In maize, Swanson-Wagner et al. (2012) detected hundreds of genes whose expression patterns were altered during domestication, some of them are involved in biotic and abiotic stress responses. More recently, Huang et al. (2016) studied the transcriptomes of six teosinte accessions and found that approximately 75 % of the genes were highly conserved between maize and teosinte. Moreover, they also found 1,516 unigenes (set of transcripts located at the same loci) that were specifically expressed in teosinte, and identified 99 unigenes with strong selection signals, of which 57 might be under strong selection during maize domestication and improvement.
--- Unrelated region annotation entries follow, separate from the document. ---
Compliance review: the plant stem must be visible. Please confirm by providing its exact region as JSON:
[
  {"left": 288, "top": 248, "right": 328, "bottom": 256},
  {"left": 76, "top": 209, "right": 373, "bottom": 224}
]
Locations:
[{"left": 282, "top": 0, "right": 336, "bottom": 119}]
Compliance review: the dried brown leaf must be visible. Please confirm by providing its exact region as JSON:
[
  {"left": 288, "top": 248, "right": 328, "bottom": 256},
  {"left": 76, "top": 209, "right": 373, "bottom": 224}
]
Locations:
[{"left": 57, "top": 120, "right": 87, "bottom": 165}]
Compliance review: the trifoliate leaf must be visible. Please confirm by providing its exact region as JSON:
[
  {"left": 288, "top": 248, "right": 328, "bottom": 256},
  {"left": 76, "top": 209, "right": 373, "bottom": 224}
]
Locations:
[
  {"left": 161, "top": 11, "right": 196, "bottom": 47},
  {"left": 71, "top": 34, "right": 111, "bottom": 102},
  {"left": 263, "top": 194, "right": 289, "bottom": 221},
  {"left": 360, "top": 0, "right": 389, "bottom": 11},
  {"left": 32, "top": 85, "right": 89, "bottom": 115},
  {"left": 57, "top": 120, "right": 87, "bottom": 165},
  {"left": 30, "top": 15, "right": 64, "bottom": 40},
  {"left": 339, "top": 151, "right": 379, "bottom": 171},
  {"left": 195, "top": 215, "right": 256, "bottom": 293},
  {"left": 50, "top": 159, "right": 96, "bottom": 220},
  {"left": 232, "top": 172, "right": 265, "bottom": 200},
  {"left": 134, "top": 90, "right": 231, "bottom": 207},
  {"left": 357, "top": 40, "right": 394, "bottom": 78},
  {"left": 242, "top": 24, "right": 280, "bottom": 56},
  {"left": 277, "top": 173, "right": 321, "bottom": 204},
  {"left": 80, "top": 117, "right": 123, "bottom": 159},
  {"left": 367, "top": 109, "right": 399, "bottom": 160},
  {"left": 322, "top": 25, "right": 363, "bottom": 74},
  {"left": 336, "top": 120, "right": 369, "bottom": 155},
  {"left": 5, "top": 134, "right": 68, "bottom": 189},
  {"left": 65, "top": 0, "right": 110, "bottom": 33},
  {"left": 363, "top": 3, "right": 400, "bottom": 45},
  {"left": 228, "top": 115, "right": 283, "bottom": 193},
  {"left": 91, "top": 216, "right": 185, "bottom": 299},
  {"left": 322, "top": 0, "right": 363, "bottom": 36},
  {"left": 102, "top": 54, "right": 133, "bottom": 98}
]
This kind of functional studies allows an integrative understanding of the genomic effects that domestications has on species.
Conclusions
The domestication process and breeding have modified the genomes of the plant species that we consume on a daily basis. The recent development of massive parallel sequencing tools allows us to access to information from whole genomes, accelerating identification of genes affected by domestication and to correlate domestication syndrome traits with their molecular basis.
Because many crop species represent a good model for evolutionary studies and have high economic value, there are detailed genetic studies of the most important crops and their wild relatives. From these studies, general patterns have been inferred and in some species, at least partially, the dynamics of the evolutionary process associated to domestication and diversification have been elucidated. Nevertheless, it is necessary to expand our knowledge to no model species, particularly to perennial plants, including tree crops, which have received far less attention. Besides, more functional genomics studies are needed to have an integrative knowledge of the changes that have affected crop species.
Despite major advances of the last years in genomics, important challenges still remain. One important challenge is the analysis of big databases that are generated because computer clusters are frequently needed. Also, the analysis of large, complex and diverse genomes as is the case of conifers is still a relevant problem. We also need to develop efficient approaches to include and analyze repetitive regions. In addition, the identification of paralogues, and the study of polyploid species, remain as some of the most critical problems when analyzing massive sequencing data. Besides, in GWAS, phenotyping is a major operational bottleneck that limits the power and resolution of genetic analysis. There is an urgent need for high throughput, cost-effective, and precise phenotyping methods.
Given the importance of wild progenitors to analyze changes derived from domestication, more attention should be paid to the genetic diversity and adaptation of the wild forms. Besides, in the context of climate change, this approach facilitates the development of climate-tolerant cultivars. In order to achieve these goals, it is necessary to integrate training and research across scientific fields, including genetics, plant breeding, molecular biology, evolution, statistics and bioinformatics.